Edwards concedes that simply having unions won’t fix the industry. They won’t stop layoffs or prevent bad management. But she believes they will provide a buffer between the talent and any poor management practices. “That’s the whole goal,” she said, “to provide a buffer zone so that if there is a massive layoff, you will have protections, you will have severance, you will have benefits for a certain amount of time. All of these things are assurances that help buffer you from the stupidity of people making bad decisions at the top.”

For all the mistakes and mismanagement on show this year, however, Edwards is upbeat on the industry’s progress with inclusivity. “If there’s one thing that came out of [GamerGate] that was useful, it was the fact that the industry did kind of wake up to the whole inclusion issue,” she says. “I mean, there had been talk for many, many years and all that stuff. But I think [that’s when] a lot of companies started to actually understand that this is something that you need to take seriously.”
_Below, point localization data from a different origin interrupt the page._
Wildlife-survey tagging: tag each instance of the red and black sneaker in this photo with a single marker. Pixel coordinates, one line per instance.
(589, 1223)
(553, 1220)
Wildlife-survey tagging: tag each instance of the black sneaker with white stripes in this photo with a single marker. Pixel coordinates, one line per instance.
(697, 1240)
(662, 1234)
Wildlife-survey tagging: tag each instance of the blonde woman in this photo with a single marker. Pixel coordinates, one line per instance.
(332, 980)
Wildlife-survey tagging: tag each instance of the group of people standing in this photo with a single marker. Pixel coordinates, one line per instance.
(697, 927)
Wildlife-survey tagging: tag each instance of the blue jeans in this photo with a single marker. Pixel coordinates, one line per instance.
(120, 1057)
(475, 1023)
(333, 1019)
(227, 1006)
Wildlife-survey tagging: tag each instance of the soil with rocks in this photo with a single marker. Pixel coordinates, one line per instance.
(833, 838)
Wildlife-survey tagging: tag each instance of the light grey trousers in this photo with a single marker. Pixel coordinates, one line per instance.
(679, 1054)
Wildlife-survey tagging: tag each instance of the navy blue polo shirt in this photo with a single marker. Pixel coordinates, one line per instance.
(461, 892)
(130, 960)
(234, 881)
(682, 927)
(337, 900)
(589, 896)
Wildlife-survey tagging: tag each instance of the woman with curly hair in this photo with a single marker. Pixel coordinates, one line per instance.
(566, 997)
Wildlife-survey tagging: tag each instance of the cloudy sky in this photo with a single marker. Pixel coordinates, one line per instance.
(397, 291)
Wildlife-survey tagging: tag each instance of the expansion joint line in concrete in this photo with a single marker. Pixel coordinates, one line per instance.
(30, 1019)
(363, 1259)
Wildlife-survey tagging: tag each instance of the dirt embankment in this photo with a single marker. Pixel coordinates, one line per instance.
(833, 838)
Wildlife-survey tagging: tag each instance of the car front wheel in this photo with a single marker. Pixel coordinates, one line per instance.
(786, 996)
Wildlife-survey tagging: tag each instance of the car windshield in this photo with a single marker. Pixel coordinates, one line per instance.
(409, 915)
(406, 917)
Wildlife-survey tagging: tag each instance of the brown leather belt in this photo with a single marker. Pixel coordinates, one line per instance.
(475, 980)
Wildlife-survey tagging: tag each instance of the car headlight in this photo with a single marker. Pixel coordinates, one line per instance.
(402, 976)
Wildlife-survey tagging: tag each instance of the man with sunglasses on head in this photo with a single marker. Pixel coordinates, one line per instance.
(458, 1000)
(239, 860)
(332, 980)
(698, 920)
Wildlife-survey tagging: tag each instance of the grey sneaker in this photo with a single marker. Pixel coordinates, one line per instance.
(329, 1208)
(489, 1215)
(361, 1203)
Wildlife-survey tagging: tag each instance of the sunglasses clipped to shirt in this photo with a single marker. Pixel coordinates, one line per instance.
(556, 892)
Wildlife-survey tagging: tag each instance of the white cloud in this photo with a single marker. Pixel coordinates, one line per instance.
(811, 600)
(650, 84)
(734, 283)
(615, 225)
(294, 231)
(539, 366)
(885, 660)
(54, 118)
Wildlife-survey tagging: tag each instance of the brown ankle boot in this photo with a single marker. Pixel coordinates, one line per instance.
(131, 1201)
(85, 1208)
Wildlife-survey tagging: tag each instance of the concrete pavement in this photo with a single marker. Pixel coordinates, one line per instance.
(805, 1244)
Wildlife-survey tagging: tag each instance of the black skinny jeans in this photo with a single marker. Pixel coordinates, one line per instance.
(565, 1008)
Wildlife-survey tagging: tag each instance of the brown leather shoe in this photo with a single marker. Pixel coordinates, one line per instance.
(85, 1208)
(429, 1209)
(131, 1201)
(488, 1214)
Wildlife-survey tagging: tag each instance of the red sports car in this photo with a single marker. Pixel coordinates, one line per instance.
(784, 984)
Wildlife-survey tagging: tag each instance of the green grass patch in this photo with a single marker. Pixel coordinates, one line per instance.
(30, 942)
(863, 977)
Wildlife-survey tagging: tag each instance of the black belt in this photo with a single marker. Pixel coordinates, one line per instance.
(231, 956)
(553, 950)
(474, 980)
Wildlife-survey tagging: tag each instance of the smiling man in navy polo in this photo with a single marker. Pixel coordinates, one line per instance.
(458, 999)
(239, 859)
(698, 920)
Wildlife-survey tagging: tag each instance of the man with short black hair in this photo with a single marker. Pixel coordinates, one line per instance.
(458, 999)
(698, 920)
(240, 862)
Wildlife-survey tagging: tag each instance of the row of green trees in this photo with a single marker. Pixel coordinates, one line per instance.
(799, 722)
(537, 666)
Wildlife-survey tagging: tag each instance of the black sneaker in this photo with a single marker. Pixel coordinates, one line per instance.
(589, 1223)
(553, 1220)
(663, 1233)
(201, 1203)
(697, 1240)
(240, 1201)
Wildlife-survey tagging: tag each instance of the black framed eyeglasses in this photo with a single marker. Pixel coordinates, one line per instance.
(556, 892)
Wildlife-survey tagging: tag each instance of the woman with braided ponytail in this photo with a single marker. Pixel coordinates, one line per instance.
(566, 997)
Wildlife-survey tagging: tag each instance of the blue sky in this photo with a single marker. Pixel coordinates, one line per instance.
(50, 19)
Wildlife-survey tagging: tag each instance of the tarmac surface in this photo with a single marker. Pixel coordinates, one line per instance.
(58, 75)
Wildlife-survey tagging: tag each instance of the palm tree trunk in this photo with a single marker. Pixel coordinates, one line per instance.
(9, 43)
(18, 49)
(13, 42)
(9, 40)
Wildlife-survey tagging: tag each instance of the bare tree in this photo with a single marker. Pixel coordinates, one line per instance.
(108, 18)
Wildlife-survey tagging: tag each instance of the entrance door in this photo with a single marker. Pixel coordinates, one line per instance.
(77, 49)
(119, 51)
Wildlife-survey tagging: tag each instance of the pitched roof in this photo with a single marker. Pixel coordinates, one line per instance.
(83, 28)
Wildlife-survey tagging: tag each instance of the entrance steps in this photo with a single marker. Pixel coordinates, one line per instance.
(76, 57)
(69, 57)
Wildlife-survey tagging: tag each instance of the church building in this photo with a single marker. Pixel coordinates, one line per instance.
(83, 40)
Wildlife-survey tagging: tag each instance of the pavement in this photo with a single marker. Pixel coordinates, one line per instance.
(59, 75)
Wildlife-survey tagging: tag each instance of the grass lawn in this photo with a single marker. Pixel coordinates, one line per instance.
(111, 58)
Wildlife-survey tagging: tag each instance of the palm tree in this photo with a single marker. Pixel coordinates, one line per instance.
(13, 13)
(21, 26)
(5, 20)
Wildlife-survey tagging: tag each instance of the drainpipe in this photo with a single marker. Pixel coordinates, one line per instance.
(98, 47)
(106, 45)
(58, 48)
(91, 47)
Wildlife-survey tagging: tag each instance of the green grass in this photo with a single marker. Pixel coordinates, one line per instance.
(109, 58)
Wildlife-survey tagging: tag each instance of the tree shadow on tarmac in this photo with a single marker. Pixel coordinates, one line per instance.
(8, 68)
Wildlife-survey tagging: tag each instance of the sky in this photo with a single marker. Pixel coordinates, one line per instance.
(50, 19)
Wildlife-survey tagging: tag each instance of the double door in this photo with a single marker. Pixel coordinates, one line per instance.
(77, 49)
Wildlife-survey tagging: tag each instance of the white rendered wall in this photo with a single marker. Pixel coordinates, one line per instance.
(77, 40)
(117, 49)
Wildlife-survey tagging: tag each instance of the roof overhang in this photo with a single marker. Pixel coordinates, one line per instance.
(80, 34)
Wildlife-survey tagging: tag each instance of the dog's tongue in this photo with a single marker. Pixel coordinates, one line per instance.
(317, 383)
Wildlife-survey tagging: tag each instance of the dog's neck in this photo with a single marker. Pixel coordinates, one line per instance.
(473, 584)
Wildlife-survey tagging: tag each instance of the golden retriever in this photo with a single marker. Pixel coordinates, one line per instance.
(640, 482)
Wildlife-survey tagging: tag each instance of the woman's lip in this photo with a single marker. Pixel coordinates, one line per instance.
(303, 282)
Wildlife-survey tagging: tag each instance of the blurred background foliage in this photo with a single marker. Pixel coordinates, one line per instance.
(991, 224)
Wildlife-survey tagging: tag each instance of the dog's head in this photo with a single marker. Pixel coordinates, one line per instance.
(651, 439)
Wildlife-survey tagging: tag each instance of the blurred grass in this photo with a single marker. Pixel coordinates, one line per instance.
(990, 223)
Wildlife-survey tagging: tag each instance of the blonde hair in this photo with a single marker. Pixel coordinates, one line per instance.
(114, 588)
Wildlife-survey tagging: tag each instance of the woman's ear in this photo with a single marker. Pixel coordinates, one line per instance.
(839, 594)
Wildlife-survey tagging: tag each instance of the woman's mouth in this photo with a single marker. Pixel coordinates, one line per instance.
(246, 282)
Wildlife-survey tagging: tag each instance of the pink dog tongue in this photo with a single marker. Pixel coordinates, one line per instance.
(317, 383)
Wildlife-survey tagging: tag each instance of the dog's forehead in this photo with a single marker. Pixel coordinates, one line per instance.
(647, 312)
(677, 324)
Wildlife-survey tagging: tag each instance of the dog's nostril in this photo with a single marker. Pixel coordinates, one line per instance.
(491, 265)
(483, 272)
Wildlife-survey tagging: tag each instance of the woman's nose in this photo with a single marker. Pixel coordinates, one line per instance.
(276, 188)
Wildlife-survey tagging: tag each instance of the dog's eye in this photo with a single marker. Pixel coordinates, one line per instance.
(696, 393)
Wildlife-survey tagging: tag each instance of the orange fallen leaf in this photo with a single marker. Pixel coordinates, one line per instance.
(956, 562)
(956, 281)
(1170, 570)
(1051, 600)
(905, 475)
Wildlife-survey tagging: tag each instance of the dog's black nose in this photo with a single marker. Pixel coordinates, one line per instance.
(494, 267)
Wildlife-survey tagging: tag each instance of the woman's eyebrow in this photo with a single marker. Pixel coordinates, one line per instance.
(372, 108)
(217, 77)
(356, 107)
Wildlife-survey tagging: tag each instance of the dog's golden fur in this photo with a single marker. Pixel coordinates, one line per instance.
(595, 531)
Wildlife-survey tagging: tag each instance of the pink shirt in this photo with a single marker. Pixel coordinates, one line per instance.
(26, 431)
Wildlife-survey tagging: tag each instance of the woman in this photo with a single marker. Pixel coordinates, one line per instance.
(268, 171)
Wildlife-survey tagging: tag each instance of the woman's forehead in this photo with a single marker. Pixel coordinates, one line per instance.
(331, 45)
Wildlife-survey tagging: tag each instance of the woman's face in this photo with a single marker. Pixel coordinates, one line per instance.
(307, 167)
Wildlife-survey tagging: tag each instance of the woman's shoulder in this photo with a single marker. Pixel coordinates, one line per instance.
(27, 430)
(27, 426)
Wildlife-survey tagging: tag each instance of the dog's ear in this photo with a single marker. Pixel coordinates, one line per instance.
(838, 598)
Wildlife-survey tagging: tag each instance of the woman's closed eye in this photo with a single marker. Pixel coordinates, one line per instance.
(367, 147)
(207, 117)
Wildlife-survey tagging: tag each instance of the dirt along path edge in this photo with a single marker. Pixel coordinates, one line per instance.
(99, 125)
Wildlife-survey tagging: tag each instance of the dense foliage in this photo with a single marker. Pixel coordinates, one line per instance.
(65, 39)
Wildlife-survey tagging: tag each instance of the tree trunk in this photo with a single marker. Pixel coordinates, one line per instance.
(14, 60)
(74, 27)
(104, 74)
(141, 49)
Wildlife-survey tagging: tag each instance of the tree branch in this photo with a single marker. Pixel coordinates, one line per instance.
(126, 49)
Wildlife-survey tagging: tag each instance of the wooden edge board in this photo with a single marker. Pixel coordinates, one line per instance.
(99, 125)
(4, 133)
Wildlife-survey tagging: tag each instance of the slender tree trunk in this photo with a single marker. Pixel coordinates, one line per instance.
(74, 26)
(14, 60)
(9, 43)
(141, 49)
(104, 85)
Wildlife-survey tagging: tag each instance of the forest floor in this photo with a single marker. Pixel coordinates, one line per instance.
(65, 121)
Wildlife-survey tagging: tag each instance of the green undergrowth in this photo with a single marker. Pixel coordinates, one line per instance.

Somewhat ironically, “the very thing that the movement online was trying to stop,” Edwards continued, “which is kind of this increased diversity of voices who make games — that is the outcome, I think.”

This is not just a matter of gender diversity and fostering a comfortable working environment for women. It’s about embracing a diverse cast of voices, from different cultures and age groups and career backgrounds, to improve the creative process. “And it really is more about inclusion than diversity,” Edwards added, “because oftentimes diversity is basically the numbers — how many of these types I have.”

Whereas inclusion is about the process. It’s things like Disney inviting everyone in the building — including cleaning and security staff — to give feedback and share ideas on the latest footage for Oscar-winning animated film Big Hero 6, and Ubisoft hiring an indigenous actor for the role of a main character from the same tribal group. And it’s about doing better at community outreach to show girls and people from diverse backgrounds that they are indeed allowed to be a part of game development — which is a problem Edwards still sees persist, right alongside the ongoing issues with harassment that have been making headlines this year.

But again, there are signs of improvement. “Because game creation has become so democratized, with all the free tools and the knowledge is out there on YouTube and everywhere else,” she said. “I have met more and more young women who actually took the initiative to start making games on their own. They’re still the outliers among their demographic, to a certain degree. But every once in a while I meet one.”

And this optimism — this sense that the recent uptick in advocacy, amid a barrage of bad news, is a sign that real change is coming — is pervasive in everything Edwards says to me. She’s angry about the injustices of today’s games industry, but she’s filled with hope about the future, and she’s determined to lead by example.

Besides giving talks and making lists and helping to further discussions, Edwards has also created a legal defense fund for game developers who need representation — whether it’s indies who’ve never dealt with a contract before or somebody being harassed at a company where management is not taking their reports seriously. She hopes this will complement the establishment of a game developers’ union in the United States, as well as more unions in other countries around the world.

“But what I really want to see happen is that companies get the message,” she added. “I don’t want to see strikes happen. I don’t want to see multiple lawsuits occur. What I want to see is management at these companies understanding the changing landscape and looking out there and saying, ‘Wow, OK. Developers are starting to pool their resources and getting their act together and working collectively. I think it’s time for us to actually think really hard about revising how we run our companies.'”

“That ultimately is my hope,” Edwards concluded. “I really hope that, you know, just the hint of these forms of leverage taking shape would be enough for companies to get the message. But we’ll see what happens.”